As Damas do Bois de Boulogne (Les Dames du bois de Boulogne, Robert Bresson, 1945)

A distinção que podemos estabelecer entre o cinema e o teatro não recai de forma alguma sobre a importância respectiva que cada um confere à palavra. Temos, sobre os cineastas de 1930, a imensa vantagem de não sermos mais assombrados pelo espectro do teatro filmado e será possível, de agora em diante, dedicar toda a nossa atenção ao problema essencial: escrever diálogos realmente feitos para o filme no qual terão lugar. Isto pressupõe, da parte dos dialoguistas, um conhecimento perfeito da linguagem visual com a qual o diretor pretende se expressar e, da parte do segundo (caso não sejam a mesma pessoa, como desejável), a disposição para considerar a palavra como parte constitutiva de sua obra.

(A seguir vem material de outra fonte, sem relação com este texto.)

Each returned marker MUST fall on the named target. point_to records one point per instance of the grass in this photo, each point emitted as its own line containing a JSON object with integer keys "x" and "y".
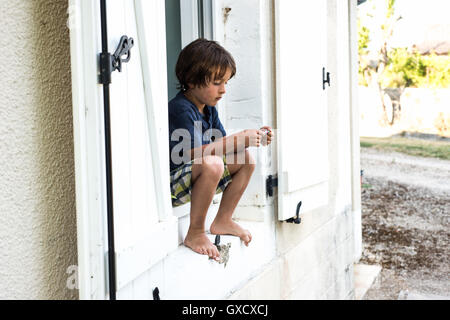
{"x": 415, "y": 147}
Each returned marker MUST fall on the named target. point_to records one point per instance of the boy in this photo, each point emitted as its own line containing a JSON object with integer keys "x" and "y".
{"x": 206, "y": 161}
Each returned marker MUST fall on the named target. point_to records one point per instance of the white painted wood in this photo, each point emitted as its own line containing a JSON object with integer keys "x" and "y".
{"x": 301, "y": 105}
{"x": 189, "y": 21}
{"x": 145, "y": 230}
{"x": 85, "y": 43}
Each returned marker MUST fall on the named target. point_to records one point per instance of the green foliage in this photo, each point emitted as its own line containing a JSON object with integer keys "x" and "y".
{"x": 400, "y": 68}
{"x": 407, "y": 69}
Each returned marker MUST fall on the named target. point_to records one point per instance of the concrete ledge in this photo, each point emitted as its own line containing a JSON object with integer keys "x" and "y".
{"x": 364, "y": 276}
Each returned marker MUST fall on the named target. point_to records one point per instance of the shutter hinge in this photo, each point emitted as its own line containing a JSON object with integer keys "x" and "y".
{"x": 110, "y": 63}
{"x": 325, "y": 78}
{"x": 271, "y": 182}
{"x": 156, "y": 294}
{"x": 296, "y": 219}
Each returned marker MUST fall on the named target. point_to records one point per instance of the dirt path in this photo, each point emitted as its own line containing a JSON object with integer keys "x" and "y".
{"x": 406, "y": 223}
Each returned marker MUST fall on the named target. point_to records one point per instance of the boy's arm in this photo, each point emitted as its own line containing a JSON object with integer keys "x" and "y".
{"x": 229, "y": 144}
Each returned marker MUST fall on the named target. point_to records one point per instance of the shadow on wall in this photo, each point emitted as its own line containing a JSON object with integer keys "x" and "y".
{"x": 54, "y": 147}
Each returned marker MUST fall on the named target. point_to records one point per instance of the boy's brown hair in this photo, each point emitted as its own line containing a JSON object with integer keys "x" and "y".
{"x": 201, "y": 62}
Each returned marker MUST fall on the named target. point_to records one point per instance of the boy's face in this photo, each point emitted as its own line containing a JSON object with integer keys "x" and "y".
{"x": 212, "y": 93}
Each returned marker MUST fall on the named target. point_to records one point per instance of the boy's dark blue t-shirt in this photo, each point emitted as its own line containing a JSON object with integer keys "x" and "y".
{"x": 196, "y": 129}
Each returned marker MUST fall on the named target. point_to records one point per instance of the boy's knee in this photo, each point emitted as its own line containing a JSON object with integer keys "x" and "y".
{"x": 250, "y": 162}
{"x": 213, "y": 166}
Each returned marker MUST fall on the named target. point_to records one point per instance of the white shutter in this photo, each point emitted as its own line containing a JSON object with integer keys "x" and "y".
{"x": 145, "y": 230}
{"x": 301, "y": 105}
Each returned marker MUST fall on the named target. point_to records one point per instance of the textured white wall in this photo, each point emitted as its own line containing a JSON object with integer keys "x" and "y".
{"x": 37, "y": 191}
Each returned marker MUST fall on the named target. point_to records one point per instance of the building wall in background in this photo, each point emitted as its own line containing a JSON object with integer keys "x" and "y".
{"x": 37, "y": 188}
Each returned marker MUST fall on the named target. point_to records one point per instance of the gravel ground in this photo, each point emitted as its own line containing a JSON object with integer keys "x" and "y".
{"x": 406, "y": 223}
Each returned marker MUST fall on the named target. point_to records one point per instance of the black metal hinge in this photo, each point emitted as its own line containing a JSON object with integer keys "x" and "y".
{"x": 156, "y": 294}
{"x": 112, "y": 62}
{"x": 271, "y": 182}
{"x": 325, "y": 78}
{"x": 296, "y": 219}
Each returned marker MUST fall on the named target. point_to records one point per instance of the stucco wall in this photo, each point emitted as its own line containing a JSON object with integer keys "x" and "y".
{"x": 37, "y": 190}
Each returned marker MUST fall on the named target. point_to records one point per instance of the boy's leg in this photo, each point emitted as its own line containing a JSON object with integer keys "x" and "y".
{"x": 241, "y": 174}
{"x": 205, "y": 177}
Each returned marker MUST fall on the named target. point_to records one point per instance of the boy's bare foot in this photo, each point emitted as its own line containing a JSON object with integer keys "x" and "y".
{"x": 232, "y": 228}
{"x": 199, "y": 242}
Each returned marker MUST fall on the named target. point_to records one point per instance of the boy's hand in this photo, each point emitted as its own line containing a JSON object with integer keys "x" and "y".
{"x": 267, "y": 136}
{"x": 253, "y": 137}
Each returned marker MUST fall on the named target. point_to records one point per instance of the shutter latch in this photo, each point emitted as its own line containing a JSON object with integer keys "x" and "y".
{"x": 271, "y": 182}
{"x": 110, "y": 63}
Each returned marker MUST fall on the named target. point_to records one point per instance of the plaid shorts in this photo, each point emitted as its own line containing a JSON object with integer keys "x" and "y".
{"x": 181, "y": 186}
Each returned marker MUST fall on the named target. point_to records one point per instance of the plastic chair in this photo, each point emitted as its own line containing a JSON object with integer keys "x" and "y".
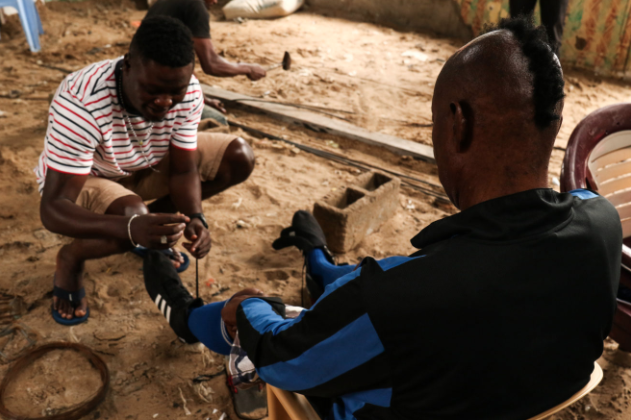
{"x": 285, "y": 405}
{"x": 597, "y": 376}
{"x": 29, "y": 17}
{"x": 598, "y": 157}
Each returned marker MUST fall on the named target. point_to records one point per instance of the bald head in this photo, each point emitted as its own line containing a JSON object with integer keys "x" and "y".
{"x": 497, "y": 109}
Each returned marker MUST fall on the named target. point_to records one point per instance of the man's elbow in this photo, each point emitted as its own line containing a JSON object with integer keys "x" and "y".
{"x": 48, "y": 218}
{"x": 211, "y": 68}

Até tempos recentes, enquanto se contentava em adaptar de forma mais ou menos hábil os procedimentos que outrora compensaram a ausência das palavras, não se podia dizer que havia um verdadeiro estilo do cinema falado. Para a elaboração desse estilo, deverão ser aproveitadas as explorações das vanguardas dignas desse nome, apesar das dificuldades materiais. Já esperamos demais pela prova de que a era do cinema falado já começou.

Le Temps Modernes, setembro de 1948 (Retirado da coleção Le Goût de la beauté, Cahiers du cinéma, 2004)                              

Conto de Verão (Conte d’été, Éric Rohmer, 1996)


[1] Na verdade, o artigo é assinado por Maurice Schérer, que só passaria a usar ‘Éric Rohmer’ a partir de 1955, já na Cahiers du Cinéma.

[2] O texto foi originalmente publicado em 1948.